1. Based on the State court conviction of Harold Chapman, the stipulations
agreed to by both parties, and the evidence presented or elicited at the
hearing in this case, the Inspector General has proved by a preponderance of
the evidence that respondents presented or caused to be presented the 19
claims for payment knowing that the claims were for items or services which
had not been provided as claimed.
2. Respondents did not meet their burden of producing and proving by a
preponderance of the evidence that there were any circumstances that would
justify reducing the amount of the penalties or assessment.

ORDER

The penalty of $38,000 and assessment of $118,136 (total: $156,136) proposed
by the Inspector General is approved and the respondents are hereby ordered to
pay this amount. Each of the respondents is liable for the entire amount or
such part of it as directed by the Inspector General; except that the
Inspector General may not collect more than $156,136.

William E. Zleit

FN1. The State agency audited respondents and as a result of that audit
disallowed $118,136 in costs that had not been incurred and lowered that daily
rates paid to respondents for the four nursing homes, starting December 1,
1982.

FN2. The fifth nursing home was in its first year of operation by respondents
and was underpaid on a prospective daily rate.

FN3. Harold Chapman did testify, as he had at his trial, that the item "lawn
care" was actually to cover the purchase of a garden tractor which he acquired
in March 1983. Despite this testimony, I found that the respondents knew all
19 line items were false claims. For a discussion of the lawn care item, see
pp. 15-16, infra.

FN4. Shortly before the State audit, Mr. Chapman instructed his employees to
prepare the false invoices, using letterhead bearing the supplier's names as
though the suppliers had issued the invoices. The suppliers had not issued
these invoices. Mr. Chapman offered the explanation that these invoices were
"projections." Tr. 58, 62. The false invoices led the bookkeeper to issue
checks, which Mr. Chapman did not send but kept, unsigned. Tr. 67. ("Tr."
refers to the transcript of the October 1984 hearing).

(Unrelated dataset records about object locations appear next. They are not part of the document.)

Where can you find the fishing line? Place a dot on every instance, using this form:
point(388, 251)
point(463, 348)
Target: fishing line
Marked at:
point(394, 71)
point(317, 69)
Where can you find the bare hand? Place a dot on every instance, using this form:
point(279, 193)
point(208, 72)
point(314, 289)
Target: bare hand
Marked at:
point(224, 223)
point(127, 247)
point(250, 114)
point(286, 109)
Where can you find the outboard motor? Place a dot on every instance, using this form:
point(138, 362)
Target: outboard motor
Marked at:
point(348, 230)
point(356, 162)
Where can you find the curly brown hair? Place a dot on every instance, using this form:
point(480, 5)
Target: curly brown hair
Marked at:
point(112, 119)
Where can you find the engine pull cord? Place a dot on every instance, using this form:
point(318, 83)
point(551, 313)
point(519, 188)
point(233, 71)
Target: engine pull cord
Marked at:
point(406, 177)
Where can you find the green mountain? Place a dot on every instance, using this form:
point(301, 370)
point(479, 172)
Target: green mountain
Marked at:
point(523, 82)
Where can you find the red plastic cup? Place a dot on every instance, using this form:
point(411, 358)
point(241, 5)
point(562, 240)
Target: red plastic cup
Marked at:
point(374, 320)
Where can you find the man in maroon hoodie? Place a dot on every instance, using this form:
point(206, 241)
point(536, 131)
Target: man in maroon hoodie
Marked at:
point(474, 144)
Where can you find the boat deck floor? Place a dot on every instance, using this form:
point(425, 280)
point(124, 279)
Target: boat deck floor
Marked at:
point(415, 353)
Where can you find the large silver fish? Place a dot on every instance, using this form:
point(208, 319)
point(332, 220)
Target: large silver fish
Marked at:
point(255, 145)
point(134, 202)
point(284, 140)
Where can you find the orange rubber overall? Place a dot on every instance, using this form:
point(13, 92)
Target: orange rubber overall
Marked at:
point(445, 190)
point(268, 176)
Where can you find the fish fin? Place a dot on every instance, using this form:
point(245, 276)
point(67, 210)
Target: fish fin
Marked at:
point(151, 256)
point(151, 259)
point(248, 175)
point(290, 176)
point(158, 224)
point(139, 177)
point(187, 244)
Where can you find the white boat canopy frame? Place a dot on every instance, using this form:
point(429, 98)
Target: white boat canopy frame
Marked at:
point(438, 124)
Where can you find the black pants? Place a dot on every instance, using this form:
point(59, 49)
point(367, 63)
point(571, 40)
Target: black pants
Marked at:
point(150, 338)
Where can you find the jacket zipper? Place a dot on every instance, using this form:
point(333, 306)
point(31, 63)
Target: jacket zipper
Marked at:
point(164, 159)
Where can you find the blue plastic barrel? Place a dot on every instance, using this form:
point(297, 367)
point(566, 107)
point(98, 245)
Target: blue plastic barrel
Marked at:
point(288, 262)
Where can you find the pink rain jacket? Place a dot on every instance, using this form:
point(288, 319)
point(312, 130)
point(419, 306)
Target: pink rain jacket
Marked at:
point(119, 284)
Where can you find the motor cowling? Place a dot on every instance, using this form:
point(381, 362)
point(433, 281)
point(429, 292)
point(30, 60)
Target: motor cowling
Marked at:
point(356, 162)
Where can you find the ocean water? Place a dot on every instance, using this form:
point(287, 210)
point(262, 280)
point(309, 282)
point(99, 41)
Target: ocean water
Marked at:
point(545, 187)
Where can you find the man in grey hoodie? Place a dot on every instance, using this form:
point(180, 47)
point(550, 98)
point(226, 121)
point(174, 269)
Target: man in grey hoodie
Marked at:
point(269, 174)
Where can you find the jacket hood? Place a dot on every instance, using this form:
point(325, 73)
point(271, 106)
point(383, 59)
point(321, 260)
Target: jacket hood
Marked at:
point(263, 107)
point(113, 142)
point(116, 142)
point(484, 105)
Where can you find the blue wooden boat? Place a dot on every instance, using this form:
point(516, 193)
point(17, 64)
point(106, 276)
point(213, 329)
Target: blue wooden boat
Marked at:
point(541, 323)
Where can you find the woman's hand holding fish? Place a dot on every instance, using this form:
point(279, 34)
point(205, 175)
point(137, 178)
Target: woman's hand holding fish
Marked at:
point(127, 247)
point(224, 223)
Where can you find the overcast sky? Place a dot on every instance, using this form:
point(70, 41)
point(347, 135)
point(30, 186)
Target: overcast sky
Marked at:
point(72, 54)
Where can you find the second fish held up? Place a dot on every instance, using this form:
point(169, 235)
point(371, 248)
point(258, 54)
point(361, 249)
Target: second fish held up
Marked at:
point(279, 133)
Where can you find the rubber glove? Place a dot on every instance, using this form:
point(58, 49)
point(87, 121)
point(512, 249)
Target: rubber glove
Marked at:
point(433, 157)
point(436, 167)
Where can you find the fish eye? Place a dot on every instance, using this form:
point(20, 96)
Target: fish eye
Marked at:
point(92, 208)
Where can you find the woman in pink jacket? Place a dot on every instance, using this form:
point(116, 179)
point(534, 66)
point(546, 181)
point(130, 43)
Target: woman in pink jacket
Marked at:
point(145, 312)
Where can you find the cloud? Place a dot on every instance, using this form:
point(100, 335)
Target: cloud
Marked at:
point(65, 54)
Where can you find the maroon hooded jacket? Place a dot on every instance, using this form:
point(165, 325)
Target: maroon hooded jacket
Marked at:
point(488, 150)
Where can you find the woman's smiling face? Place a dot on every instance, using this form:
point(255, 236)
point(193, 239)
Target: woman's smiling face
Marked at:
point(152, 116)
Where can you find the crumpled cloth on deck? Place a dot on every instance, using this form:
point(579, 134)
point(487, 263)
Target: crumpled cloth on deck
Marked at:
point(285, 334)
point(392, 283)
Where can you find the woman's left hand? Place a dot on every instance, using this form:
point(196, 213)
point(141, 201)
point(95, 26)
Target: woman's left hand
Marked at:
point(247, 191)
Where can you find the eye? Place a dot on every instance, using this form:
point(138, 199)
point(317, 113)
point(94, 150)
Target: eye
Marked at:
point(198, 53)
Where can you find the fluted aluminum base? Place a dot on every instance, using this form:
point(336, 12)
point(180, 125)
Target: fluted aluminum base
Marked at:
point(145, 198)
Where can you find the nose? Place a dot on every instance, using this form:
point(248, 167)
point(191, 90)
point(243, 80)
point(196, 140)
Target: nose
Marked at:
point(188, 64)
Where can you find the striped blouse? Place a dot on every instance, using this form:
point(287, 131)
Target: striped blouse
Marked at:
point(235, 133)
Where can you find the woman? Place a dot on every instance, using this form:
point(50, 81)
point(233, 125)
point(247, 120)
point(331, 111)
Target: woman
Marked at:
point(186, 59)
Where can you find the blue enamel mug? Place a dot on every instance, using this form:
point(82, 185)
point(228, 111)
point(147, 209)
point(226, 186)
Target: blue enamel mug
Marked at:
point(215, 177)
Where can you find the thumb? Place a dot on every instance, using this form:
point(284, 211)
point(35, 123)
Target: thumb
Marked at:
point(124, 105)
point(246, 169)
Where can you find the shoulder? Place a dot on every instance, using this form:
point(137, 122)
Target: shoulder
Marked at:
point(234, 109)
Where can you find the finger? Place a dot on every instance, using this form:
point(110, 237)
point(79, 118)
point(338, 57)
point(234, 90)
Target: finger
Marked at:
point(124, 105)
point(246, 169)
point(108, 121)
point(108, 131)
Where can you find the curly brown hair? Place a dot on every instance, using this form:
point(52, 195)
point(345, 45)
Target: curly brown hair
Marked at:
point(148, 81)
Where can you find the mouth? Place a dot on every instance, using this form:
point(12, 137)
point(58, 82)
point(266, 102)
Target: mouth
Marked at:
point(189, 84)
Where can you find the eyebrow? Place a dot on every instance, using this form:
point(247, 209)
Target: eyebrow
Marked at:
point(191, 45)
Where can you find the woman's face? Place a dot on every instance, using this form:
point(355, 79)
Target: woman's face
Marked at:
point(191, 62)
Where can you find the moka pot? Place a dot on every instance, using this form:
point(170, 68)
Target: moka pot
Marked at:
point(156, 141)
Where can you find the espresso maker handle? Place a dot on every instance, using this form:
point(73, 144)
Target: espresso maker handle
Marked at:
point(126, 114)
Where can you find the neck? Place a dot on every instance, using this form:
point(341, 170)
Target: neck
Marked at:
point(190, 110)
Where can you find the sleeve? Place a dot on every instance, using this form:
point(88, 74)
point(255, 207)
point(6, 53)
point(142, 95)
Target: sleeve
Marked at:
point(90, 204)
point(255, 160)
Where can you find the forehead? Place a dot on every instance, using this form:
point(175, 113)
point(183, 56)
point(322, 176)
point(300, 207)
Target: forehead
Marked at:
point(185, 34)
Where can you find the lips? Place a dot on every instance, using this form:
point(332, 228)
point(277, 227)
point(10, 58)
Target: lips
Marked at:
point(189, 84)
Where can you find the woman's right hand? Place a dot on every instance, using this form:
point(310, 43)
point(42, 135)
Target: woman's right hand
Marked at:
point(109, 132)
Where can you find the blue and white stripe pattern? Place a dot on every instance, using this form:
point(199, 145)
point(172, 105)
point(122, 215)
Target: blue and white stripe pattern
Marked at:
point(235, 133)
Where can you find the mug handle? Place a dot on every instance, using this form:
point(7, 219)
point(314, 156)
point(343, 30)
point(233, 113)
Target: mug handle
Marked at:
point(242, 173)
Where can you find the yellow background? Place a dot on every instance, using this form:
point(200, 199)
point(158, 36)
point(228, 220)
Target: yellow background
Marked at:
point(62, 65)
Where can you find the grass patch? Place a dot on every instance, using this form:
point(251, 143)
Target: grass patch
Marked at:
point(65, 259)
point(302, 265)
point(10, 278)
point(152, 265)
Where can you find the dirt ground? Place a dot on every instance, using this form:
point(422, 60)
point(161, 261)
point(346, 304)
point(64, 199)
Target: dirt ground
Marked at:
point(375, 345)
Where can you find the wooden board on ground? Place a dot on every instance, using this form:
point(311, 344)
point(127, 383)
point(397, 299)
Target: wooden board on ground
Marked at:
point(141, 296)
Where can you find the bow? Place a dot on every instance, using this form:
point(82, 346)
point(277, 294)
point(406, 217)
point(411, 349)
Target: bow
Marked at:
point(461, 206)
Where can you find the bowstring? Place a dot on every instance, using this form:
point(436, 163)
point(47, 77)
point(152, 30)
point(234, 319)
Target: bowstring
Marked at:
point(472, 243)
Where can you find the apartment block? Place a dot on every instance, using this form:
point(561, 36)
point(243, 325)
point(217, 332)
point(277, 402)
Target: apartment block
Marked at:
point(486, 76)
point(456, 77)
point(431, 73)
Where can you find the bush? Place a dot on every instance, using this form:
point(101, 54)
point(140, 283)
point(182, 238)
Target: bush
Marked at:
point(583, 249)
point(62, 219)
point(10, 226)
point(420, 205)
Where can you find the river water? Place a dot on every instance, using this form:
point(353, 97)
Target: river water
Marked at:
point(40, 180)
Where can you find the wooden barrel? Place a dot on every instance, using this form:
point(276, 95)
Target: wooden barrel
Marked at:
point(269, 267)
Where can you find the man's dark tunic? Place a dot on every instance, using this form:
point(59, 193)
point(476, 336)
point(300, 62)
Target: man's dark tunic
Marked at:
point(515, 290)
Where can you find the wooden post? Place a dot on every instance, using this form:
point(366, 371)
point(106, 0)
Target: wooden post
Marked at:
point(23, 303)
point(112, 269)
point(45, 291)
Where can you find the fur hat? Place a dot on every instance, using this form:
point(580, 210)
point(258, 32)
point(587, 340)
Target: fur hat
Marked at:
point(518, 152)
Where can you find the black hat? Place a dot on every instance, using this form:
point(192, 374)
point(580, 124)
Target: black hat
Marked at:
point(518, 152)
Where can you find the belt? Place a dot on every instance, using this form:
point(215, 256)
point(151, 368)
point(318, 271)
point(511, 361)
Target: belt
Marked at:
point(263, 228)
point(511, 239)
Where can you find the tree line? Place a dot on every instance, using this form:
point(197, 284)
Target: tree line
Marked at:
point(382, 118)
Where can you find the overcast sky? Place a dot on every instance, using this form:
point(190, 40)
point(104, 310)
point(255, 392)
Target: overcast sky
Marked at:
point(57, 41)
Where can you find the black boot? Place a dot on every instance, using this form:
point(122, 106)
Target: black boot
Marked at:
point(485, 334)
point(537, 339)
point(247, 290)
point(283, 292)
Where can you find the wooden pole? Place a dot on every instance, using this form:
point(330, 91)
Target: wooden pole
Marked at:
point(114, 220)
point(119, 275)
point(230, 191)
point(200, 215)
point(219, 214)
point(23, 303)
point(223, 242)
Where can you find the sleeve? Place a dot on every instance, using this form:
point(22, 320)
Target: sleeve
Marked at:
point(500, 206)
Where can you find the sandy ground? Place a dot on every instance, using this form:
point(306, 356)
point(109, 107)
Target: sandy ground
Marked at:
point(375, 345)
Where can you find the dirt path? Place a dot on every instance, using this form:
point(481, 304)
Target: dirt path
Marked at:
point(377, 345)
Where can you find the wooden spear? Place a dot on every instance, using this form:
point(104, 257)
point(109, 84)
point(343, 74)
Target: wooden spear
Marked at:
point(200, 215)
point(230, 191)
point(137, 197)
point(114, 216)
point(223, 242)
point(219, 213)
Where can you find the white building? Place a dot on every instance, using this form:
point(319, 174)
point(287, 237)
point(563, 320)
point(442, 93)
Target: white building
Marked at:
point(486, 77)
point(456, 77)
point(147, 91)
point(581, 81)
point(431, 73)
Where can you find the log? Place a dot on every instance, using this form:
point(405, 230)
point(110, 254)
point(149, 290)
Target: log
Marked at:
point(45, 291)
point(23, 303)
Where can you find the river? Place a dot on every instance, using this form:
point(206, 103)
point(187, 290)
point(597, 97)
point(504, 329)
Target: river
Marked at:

FN5. The guidelines also state that it should be a mitigating circumstance if
the amount of the penalty or assessment without reduction would jeopardize the
ability of the respondent to continue as a health care provider. Respondents
have divested themselves of their nursing homes and state in their brief that
Harold Chapman will never be able to resume operation of any health care
facility "for reasons of age, health, legal and other disability, and spirit."
Thus, this factor was not considered. The Inspector General conceded that
financial condition may be a mitigating circumstance even where a respondent's
ability to continue as a provider is not at issue.

FN6. Respondents argued that there be no assessment (see discussion infra) and
that the penalty be lowered to $1,000 per line item. This would have made the
total $19,000, or only seven (7) percent of the maximum.

FN7. Neither the Inspector General nor the respondent briefed in any detail
the issue of whether the assessment was limited specifically to the $21,116
overpayment damages suffered by the State. Nor did the parties brief the more
basic issue of what defines the term "damages" in 45 CFR 101.104 .
Consequently, I do not decide here what that term means.

FN8. The Inspector General defined the per diem rate as "what it cost (a
nursing home) to provide a day of service to a resident during the preceding
year adjusted for inflation."

FN9. Both Mr. Chapman and the vendor, who described himself as a friend and
business associate, testified that the tractor was ordered in the summer of
1982 (prior to July 29 and probably in June ) and at the time of the order
respondents delivered to the vendor a trade-in tractor valued at approximately
$1800, as part of the purchase price. The order could have been cancelled up
to 60 days from the date of delivery.